O comitê instou as autoridades a reforçarem a fiscalização contra adulteração e fraude, aumentarem as penalidades e manterem restrições rigorosas para aqueles envolvidos em práticas ilícitas. Os membros também apoiaram a proibição total das importações de azeite para proteger os produtores locais.

Sob corrente Regulamentos do Ministério da AgriculturaTodas as importações de azeite exigem autorização prévia. Aliada à redução da produção, essa política fez com que os preços subissem acentuadamente. Uma lata de azeite agora custa entre US$ 180 e US$ 250, em comparação com menos de US$ 100 há um ano.

O comitê também pediu ação rápida contra Xylella fastidiosaAcredita-se que a doença esteja presente no Líbano, mas ainda não esteja disseminada. Os membros pediram a proibição da importação de mudas de oliveira ornamental e material vegetal proveniente dos países afetados.

""Tudo o que está acontecendo com os olivais do sul parte meu coração", disse Arsanios. "Se isso estivesse acontecendo conosco no norte, acho que me sentiria completamente devastado. Só posso ter empatia pelo que eles estão enfrentando, mas não consigo realmente compreender o que estão vivenciando. É devastador e muito triste.

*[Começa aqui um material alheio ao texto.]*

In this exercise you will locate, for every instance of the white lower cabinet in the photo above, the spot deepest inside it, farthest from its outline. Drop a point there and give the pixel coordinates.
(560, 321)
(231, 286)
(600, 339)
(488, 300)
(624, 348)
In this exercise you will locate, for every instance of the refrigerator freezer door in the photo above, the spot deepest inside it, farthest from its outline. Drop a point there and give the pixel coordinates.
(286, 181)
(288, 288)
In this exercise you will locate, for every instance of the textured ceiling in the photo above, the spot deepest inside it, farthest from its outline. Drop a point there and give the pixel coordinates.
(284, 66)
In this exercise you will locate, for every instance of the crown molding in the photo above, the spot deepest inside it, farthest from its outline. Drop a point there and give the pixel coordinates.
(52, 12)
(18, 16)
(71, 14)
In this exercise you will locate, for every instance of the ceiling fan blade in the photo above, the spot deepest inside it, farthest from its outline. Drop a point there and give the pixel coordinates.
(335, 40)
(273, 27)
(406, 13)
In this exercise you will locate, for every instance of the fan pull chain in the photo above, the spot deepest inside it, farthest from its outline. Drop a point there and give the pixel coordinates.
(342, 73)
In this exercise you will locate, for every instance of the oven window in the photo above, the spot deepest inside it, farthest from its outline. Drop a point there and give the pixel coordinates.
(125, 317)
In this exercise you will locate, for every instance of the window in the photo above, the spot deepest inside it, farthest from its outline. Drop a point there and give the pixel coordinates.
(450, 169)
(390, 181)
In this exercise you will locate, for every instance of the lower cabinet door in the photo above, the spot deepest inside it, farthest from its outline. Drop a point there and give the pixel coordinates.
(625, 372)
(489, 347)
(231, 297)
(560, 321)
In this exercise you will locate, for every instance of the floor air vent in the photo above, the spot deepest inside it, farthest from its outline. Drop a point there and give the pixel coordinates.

Os produtores afirmam que, se a estabilidade retornar, diversas tendências poderão ajudar o setor a se recuperar. A expansão da energia solar poderá reduzir os custos de produção, novas parcerias como as da Darmmess podem ajudar os pequenos produtores a melhorar a qualidade e o acesso ao mercado, e a demanda global por azeite de oliva de alta qualidade continua a crescer.